Focusing on science, technology, engineering and math is great, but to really innovate, we need to add art and design to education.
In the future technology will shatter the physical distance between continents, and create exponentially faster communication between people, companies, organizations, employees, and employers. We will have self-driving cars, and the advancements of 3D printing will make it possible for anyone to design and create physical objects. Our cell phones will be ambient technology—no longer requiring our attention, learning our behavioral patterns in the background, and politely serving up our next favorite lunch spot. Life will be good in the future.
But here's the catch: innovation in the next 100 years could bring a hefty price tag for the United States, figuratively and literally, because much of it will probably happen outside U.S. borders. Consider that the cost of innovation in technology and software—which runs everything from your microwave, to the self driving car—is expensive and takes time. Therefore, there is an interest for companies to drive these costs down and look for more efficient ways to solve complex problems in the R&D and manufacturing processes.
Crowdsourcing, for example, provides solutions to complex problems by enlisting the wisdom of, well, crowds, and is built on the notion that the smartest people are not working for you. Companies like Innocentive are hired by corporations to tackle problems that are too expensive or too hard for a company's internal R&D teams to solve.
Innocentive posts challenges to its 270,000-person strong cloud of scientists, mathematicians, and physicists, and delivers an impressive 57 percent success rate of solved and awarded projects. Kaggle is another incentivized crowd-sourcing model that has a riveting case study of a PhD student solving NASA’s dark matter problem with a solution that the White House deemed as "outperforming the state-of-the-art algorithms."
While these companies are U.S.-based, there is nothing that can stop the Kaggle and Innocentive models from being replicated by offshore companies to offer technical R&D as 'outsourcing' by Chinese PhDs for a fraction of the price it would cost in U.S. Just like the 'hard' skills of engineers and mathematicians currently outsourced to build software and solve problems, this model will only become faster and cheaper outside the U.S. With participating teams spending 10-40 times the prize purse trying to win the challenge, companies could very well look abroad to solve their most complex problems in the future.

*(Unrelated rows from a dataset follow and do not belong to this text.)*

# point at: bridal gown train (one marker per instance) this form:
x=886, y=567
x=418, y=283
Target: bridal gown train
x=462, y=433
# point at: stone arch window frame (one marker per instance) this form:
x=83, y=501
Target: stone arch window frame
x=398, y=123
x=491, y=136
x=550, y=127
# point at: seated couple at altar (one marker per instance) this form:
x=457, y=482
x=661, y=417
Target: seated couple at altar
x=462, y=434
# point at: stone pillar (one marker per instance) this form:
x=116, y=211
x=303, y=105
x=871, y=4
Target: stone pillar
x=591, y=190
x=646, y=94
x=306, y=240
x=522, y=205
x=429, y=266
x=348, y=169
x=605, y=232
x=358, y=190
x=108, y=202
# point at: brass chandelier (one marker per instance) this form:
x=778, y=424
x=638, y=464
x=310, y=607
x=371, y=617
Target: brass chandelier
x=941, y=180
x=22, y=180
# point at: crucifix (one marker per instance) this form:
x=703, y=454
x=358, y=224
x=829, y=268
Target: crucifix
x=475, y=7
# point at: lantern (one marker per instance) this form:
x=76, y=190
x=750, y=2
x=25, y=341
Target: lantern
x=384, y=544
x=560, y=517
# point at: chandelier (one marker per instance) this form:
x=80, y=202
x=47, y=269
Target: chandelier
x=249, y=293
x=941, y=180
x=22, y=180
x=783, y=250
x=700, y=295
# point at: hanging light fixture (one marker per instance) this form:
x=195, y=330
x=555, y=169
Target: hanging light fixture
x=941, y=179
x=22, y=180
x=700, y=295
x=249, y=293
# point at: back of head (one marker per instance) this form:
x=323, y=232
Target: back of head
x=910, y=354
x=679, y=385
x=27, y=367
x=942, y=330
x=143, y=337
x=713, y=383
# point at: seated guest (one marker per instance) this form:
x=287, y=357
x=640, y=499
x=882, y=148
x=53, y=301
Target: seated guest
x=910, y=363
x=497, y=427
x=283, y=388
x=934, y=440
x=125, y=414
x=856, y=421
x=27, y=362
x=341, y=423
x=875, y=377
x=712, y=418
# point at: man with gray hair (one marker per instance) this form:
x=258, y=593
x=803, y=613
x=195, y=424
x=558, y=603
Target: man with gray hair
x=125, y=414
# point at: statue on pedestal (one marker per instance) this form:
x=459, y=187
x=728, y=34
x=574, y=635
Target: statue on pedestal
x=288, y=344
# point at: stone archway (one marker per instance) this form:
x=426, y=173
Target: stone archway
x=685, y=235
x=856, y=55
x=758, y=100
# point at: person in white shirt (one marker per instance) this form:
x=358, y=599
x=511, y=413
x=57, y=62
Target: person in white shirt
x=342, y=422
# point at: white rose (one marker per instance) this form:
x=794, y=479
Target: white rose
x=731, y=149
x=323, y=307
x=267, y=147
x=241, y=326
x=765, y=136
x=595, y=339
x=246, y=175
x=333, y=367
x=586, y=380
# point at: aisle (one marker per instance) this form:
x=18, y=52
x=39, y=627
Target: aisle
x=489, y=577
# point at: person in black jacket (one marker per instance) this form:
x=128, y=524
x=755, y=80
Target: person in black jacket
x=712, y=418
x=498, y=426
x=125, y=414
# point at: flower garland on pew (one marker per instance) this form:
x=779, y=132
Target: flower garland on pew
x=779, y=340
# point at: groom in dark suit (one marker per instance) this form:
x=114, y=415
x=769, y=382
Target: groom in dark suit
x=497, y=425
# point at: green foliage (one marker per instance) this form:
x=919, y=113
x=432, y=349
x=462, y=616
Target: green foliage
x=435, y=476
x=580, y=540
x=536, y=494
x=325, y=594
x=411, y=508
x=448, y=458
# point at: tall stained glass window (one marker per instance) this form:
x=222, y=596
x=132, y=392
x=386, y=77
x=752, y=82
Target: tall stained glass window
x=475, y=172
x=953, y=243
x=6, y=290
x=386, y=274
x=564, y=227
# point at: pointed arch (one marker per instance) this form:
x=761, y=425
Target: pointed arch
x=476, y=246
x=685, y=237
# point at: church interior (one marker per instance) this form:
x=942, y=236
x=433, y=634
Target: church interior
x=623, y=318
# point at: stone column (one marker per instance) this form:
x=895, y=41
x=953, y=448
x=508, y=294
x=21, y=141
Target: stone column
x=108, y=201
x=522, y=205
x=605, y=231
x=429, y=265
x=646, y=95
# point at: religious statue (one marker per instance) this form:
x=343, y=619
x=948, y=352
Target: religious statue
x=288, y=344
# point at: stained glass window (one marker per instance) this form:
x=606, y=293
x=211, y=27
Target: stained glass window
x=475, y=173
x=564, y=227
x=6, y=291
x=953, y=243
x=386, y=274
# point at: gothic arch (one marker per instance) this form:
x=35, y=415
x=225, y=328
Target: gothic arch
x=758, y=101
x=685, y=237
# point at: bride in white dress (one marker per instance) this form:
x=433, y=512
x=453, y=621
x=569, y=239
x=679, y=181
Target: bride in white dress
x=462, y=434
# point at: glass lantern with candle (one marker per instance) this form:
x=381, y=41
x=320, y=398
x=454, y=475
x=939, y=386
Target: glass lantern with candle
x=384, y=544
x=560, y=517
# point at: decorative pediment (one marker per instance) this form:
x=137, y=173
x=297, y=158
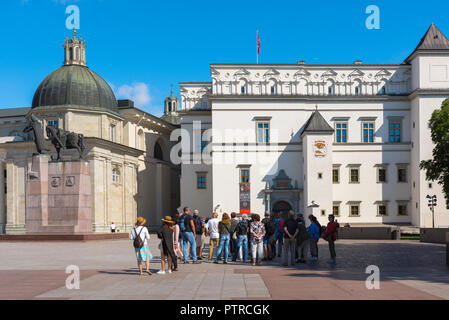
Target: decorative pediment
x=242, y=72
x=383, y=73
x=271, y=72
x=302, y=73
x=356, y=73
x=329, y=74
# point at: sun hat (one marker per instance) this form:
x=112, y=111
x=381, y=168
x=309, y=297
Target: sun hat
x=168, y=219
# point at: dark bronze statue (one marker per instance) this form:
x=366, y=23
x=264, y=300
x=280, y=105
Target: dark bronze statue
x=63, y=139
x=35, y=126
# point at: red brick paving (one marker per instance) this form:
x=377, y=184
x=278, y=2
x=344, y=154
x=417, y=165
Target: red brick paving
x=287, y=284
x=27, y=284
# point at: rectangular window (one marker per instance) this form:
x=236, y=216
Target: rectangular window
x=355, y=210
x=354, y=175
x=201, y=181
x=112, y=132
x=263, y=131
x=336, y=175
x=341, y=132
x=368, y=132
x=402, y=175
x=395, y=131
x=244, y=175
x=381, y=175
x=402, y=209
x=382, y=210
x=336, y=210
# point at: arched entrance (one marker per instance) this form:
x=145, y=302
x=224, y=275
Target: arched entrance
x=282, y=208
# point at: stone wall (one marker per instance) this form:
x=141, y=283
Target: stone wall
x=433, y=235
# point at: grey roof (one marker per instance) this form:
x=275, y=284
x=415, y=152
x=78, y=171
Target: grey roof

This is one of many cases for why the U.S. cannot afford to forego the importance and advantages that creativity brings to the education table. Yes, STEM—science, technology, engineering, and math—in education is crucial. Our space, medical, and technological progress is rightfully attributed to STEM.
Meanwhile, there are movements and organizations on the "other side" that are advocating for the arts and design to be included in STEM. Whether it’s STEAM (A is for arts) or STEM-D (D is for design) these organizations are recognizing the missing link in the equation. While both of these trains are pulling towards the same direction, they are unfortunately not working together to get there.
My organization’s mission is to re-instill creativity and innovation in education. We at NRBLB also believe that smart programs enhancing creativity will inherently affect subjects like math and science by default. Therefore, our goal is not only to build programs that will amplify creativity, but ones that will help STEM scores as well.
Looking into the soul of the most valuable companies, products and inventions today, it's clear that creativity lies at the heart of it all, and that is impossible to replicate or outsource. It's also important to understand that creativity does not belong to visual or performing artists alone. The men and women in NASA's control rooms, the GooglePlex, and Yale's research labs, are no less artists than the ones we earnestly celebrate on the silver screens. Whether they see patterns in numbers, code, or DNA strands, they are creative geniuses in their own right as they elegantly manipulate logic, paint with code, and architect molecules that propel mankind towards a better future.
As Steve Jobs once said, "Technology alone is not enough. It's technology married with liberal arts that yields us the result that makes our hearts sing." A holistic view of creativity in education is key to nurturing future generation of innovators and we must push beyond the thought that the "hard' and measurable subjects are the solution to innovation. STEM and STEAM camps need to work in tandem for real progress to be made.